Algunos bebés lloran, rugen y gritan tanto que ponen a prueba los nervios de sus padres. Después de todo, lo ha intentado todo, ¡y el bebé sigue llorando!

Ocasionalmente, un niño incluso grita tan fuerte que “grita lejos”, es decir, pierde brevemente el conocimiento (convulsiones de rabia, convulsiones emocionales). 

En promedio, cada décimo niño se conoce como un “bebé llorón”. Esto significa que ruge en la parte superior de su garganta durante más de tres horas al día, más de tres días a la semana y más de tres semanas.

En tal situación, los padres jóvenes que quieren hacer todo particularmente bien de repente se sienten completamente incapaces. ¡No puedes calmar a tu propio bebé que amas!
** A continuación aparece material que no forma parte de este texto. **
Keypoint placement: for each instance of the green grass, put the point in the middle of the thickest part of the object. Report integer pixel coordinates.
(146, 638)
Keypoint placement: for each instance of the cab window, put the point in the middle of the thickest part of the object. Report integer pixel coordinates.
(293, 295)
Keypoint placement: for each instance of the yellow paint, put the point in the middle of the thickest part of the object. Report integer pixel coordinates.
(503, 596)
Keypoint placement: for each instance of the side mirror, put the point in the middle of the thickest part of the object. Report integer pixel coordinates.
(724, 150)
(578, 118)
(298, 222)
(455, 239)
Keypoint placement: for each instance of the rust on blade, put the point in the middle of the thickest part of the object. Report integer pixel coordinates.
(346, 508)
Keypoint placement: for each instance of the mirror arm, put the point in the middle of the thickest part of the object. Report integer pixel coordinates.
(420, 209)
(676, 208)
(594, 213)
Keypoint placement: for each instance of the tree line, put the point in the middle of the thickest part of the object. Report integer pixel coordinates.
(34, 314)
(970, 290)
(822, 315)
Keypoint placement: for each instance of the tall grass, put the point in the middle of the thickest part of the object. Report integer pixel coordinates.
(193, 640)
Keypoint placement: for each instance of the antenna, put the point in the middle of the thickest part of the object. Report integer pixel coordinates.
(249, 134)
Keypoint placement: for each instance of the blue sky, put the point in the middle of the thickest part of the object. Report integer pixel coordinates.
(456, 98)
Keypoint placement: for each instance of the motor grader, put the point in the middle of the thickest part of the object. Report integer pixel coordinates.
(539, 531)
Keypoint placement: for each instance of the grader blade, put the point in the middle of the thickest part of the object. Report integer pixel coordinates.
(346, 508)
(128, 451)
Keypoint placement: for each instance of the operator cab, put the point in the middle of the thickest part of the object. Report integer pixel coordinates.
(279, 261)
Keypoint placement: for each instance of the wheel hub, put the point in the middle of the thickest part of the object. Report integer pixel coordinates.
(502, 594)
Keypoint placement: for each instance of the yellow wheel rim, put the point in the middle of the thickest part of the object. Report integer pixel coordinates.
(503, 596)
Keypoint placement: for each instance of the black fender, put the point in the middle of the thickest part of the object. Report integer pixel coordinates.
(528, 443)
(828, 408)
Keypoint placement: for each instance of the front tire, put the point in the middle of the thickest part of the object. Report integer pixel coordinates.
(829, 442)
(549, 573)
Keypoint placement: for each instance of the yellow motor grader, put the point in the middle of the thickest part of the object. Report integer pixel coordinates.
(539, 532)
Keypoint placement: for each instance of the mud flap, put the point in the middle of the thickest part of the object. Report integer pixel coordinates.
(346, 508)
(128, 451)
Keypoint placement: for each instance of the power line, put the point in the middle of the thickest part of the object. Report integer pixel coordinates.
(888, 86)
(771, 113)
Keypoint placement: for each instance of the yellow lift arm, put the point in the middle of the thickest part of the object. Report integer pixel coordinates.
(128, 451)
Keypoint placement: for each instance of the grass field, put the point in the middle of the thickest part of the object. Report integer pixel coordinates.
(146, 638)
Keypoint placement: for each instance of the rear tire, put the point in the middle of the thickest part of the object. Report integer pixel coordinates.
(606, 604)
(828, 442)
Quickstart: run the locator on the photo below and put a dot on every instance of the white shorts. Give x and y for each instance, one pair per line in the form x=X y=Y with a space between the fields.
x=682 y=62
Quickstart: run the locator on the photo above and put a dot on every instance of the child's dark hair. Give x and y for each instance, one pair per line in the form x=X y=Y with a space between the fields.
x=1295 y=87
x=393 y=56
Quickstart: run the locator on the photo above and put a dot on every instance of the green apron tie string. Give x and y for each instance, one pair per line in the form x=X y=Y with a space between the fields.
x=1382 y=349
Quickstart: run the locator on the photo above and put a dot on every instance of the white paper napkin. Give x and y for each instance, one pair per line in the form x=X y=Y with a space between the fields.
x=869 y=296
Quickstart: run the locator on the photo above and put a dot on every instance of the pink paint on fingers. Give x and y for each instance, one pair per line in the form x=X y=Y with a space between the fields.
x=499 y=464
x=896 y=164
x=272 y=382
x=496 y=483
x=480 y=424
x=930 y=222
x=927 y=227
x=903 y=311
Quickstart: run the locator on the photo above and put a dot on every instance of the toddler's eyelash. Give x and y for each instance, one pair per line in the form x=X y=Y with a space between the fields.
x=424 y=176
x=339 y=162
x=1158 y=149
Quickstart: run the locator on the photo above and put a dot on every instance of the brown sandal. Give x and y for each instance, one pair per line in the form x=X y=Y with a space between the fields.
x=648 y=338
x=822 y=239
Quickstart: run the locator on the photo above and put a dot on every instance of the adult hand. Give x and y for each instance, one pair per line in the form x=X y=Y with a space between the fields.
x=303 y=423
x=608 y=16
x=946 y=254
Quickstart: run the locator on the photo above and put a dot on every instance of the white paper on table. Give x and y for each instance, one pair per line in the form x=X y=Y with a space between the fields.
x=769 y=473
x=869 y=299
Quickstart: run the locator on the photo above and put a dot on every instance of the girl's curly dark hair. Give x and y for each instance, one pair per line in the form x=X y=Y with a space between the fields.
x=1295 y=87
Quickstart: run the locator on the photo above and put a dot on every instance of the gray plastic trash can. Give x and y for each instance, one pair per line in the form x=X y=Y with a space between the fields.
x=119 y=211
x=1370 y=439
Esto provoca estrés, también entre los padres, un sentimiento de rechazo y, en última instancia, una agresión tangible. La falta de sueño hace el resto… y hace que el círculo vicioso sea aún más perfecto, del que una madre o un padre difícilmente pueden encontrar la salida por sí mismos.

En primer lugar, lo más importante: ¡los bebés que lloran no tienen nada que ver con los errores de los padres al tratar con el bebé!

Por lo tanto, los padres no deben confundirse con las acusaciones de quienes los rodean de que están tratando a su hijo de manera incorrecta. 

Sobre todo, los gritos son una expresión de la difícil adaptación a la vida fuera del útero, y algunos niños se las arreglan mejor que otros.

Desde hace algún tiempo, las cunas para bebés también se conocen como “bebés de alta necesidad”. A menudo es causada por calambres abdominales en el sistema digestivo inmaduro. El origen exacto del cólico aún no se conoce por completo

5 cosas que debe saber del bebé llorón:

  • Los gritos excesivos no son una enfermedad de la civilización, también hay cachorros entre los pueblos primitivos.
  • Los bebés no lloran más o con más frecuencia porque pueden haber sido cargados demasiado. 
  • Los ataques de gritos son igualmente comunes en los niños amamantados y en los niños con cuello de botella.
  • La mayoría de los bebés afectados están sanos. Más adelante, no es más probable que sufran alergias u otras enfermedades que otros niños.
  • Una alergia a la proteína de la leche o una intolerancia al azúcar de la leche es solo en casos muy raros detrás de los gritos excesivos. Un reflujo de ácido gástrico (reflujo) rara vez se puede encontrar como una causa real.